I've been trying to get the new iOS Game Center GKPlayer method, generateIdentityVerificationSignatureWithCompletionHandler, working so we can securely rely on the Game Center credentials for authentication. We're using Node.js as the backend server, and I've been trying to verify the signature but to no avail.
Here is the code on the server side that I have - if there's anyone who can chime in on what's missing, that'd be appreciated. The question has been answered somewhat here: How to authenticate the GKLocalPlayer on my 'third party server'?, but Node.js hasn't specifically been tackled. Note that the code below doesn't ensures the validity of the certificate with a signing authority (yet).

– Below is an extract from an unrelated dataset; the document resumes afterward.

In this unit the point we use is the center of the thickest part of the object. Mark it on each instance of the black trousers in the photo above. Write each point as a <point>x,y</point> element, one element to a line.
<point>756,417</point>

//Client sends the payload below
//json.playerId - UTF-8 string
//json.bundleId - UTF-8 string
//json.timestamp - Hex string
//json.salt - base64 encoded
//json.publicKeyURL - UTF-8 string
//json.signature - base64 encoded
var json = JSON.parse(req.body);
console.log(JSON.stringify(json));
//get the certificate
getCertificate(json.publicKeyURL, function(cert){
//read file from fs for now, since getCertificate returns cert in DER format
fs = require('fs');
fs.readFile('/gc-sb.pem', 'utf8', function (err,data) {
if (err) {
console.log(err);
} else {
console.log(data);
var verifier = crypto.createVerify("sha1WithRSAEncryption");
verifier.write(json.playerId, "utf8");
verifier.write(json.bundleId, "utf8");
verifier.write(json.hexTimestamp, "hex");
verifier.write(json.salt, "base64");
var isValid = verifier.verify(data, json.signature, "base64");
console.log("isvalid: " + isValid);
}
});
});
One thing I've found using the crypto module in node.js is that it seems to want the certificate in PEM format, and I believe the format retrieved from Apple is DER. Until I figure out how to convert the DER file to PEM, I've temporarily converted it using
openssl x509 -in gc-sb.cer -inform der -outform pem -out gc-sb.pem
The main thing for me is being able to validate the signature first. Conversion of the certificate and verifying it against a signing authority will come later :)
EDIT: I've figured it out - I was hashing the playerId, bundleId, timestamp and salt, and then using the hashed value as information to verify. I needed to just put those pieces of information into the verifier to verify without the SHA-1 hash (since the verifier will be taking care of it). I've modified the code above to "make it work". Hope this helps anyone that comes across this.